A song titled "PT-109" by Jimmy Dean reached No. 8 on the pop music, and No. 3 on the country music charts in 1962, making it one of Dean's most successful recordings.[82]
Eroni Kumana named his son "John F. Kennedy".[53] Plum Pudding Island was later renamed Kennedy Island. A controversy arose when the government sold the land to a private investor who charged admission to tourists.[82] PT-109 was also the subject of toy, plastic, and radio control model ships in the 1960s, familiar to boys who grew up as baby boomers. It was still a popular 1⁄72 scale Revell PT-109 (model) kit in the 21st century.
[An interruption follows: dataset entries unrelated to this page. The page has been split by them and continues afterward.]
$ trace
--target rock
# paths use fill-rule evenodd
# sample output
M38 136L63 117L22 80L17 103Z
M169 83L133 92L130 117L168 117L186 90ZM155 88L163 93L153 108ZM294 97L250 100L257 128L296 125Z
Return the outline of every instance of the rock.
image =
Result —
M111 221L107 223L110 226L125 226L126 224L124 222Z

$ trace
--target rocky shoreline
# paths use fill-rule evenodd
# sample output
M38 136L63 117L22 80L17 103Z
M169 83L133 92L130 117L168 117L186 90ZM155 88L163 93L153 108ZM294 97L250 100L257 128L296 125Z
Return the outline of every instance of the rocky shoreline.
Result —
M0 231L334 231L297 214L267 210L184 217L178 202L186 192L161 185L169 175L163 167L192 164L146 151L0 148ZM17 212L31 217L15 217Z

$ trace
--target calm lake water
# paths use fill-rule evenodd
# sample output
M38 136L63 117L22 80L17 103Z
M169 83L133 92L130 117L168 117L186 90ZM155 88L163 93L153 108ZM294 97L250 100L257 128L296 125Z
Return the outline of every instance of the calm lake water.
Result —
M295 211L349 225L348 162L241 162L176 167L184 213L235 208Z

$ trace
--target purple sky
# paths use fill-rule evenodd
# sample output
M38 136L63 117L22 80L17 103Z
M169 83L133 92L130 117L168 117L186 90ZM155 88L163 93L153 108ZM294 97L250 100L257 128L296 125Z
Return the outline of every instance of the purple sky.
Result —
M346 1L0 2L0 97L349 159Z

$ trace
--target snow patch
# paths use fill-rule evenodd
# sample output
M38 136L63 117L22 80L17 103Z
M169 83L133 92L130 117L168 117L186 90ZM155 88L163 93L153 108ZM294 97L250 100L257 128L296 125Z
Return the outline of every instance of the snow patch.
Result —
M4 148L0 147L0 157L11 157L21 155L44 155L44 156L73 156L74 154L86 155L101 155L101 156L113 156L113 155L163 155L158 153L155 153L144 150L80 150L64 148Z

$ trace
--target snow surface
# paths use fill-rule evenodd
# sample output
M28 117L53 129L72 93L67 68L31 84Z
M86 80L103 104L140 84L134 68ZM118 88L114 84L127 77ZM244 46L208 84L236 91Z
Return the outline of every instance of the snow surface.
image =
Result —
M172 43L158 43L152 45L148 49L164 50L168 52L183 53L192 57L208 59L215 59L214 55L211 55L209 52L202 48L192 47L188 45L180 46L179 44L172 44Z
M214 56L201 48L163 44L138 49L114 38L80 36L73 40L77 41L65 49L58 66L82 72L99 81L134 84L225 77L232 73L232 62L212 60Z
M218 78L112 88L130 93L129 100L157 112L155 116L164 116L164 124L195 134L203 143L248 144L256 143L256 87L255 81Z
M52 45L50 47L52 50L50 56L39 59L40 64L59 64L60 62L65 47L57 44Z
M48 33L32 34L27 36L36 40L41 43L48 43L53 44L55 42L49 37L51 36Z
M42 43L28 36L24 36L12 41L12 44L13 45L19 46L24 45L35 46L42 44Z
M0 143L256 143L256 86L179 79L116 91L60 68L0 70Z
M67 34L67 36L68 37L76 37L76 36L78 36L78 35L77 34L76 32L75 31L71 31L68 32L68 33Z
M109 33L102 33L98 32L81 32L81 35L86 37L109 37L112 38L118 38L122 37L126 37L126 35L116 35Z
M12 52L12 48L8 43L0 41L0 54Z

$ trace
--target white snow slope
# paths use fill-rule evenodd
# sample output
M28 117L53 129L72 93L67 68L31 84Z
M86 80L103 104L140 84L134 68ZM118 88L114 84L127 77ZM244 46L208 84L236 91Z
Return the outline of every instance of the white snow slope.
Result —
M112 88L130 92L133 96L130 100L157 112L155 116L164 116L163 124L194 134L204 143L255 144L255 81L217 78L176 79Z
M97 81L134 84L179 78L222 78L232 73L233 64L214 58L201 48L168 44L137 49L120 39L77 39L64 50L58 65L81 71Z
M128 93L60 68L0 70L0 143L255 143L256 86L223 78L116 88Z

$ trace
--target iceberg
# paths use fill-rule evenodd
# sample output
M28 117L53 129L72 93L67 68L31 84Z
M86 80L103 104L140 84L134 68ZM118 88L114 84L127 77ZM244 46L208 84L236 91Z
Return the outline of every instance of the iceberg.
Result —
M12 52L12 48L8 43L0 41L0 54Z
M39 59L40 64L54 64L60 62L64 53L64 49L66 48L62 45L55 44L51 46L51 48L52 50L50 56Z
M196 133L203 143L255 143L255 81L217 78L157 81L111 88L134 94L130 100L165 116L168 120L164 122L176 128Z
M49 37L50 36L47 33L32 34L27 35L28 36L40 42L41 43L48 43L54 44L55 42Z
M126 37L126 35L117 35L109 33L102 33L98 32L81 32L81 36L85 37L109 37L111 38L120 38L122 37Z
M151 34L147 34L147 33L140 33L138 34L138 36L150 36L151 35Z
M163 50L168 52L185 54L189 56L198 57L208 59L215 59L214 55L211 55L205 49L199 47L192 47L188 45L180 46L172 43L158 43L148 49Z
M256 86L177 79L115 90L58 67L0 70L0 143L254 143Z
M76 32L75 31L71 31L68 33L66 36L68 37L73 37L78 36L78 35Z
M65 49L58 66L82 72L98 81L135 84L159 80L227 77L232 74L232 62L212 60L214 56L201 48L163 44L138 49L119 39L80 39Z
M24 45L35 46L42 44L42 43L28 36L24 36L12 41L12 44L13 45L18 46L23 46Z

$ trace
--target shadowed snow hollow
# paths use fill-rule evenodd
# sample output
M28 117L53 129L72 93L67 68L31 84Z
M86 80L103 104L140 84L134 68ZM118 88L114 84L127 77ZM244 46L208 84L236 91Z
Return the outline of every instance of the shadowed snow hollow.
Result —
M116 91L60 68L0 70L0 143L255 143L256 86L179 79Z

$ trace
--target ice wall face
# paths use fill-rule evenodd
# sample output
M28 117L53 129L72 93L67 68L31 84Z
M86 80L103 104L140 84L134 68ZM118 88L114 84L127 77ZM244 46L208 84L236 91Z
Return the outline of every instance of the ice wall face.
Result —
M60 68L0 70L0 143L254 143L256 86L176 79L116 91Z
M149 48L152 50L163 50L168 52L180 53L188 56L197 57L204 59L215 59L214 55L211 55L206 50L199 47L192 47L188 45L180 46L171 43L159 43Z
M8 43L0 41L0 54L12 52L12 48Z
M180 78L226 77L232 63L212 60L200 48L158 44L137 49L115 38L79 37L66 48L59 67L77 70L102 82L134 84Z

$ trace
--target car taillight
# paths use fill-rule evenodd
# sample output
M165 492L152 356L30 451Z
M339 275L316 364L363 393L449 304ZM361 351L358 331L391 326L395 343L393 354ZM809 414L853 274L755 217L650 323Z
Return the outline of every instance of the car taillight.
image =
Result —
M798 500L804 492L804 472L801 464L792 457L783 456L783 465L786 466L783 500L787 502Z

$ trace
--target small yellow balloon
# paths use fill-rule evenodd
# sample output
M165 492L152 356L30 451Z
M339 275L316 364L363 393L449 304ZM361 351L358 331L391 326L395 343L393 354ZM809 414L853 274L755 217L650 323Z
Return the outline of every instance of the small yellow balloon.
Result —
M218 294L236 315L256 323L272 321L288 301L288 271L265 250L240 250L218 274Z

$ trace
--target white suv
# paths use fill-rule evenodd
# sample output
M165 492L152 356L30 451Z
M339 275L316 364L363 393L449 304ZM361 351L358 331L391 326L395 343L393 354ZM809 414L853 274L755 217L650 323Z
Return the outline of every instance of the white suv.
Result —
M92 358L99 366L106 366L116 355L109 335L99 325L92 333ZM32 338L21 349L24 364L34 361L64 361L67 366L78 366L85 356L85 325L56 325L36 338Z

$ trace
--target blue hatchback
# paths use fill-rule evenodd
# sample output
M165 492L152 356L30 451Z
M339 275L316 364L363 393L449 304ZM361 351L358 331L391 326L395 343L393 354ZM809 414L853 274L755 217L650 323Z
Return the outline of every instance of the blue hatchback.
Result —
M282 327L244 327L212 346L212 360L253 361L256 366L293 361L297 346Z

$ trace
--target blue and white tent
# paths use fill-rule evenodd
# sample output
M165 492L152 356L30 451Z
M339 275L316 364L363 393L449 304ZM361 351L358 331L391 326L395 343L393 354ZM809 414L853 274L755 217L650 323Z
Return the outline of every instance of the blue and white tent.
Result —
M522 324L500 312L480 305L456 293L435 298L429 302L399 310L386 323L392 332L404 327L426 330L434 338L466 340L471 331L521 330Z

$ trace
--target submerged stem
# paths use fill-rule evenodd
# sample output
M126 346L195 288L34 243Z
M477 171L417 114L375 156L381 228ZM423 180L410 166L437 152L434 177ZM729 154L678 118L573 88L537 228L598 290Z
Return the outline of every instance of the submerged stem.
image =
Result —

Hasbro also released a PT-109 edition John F. Kennedy G.I. Joe action figure, dressed in Navy khakis with a miniature version of the famous coconut shell.[citation needed]
Two episodes of the World War II–themed television series McHale's Navy, which began airing during the Kennedy presidency, mention the PT-109 and its unnamed captain from Massachusetts (whose speech and accent Ensign Parker imitate in one episode). In one episode, the boat's captain is the ultimate choice to be the face of a congresswoman's bond selling tour, and in the other, Captain Binghamton lists the PT-109's captain as someone who has recently been promoted and of whom he is envious.
A video game marketing itself as a torpedo boat simulation was released by Spectrum Holobyte in 1987 with the title PT-109.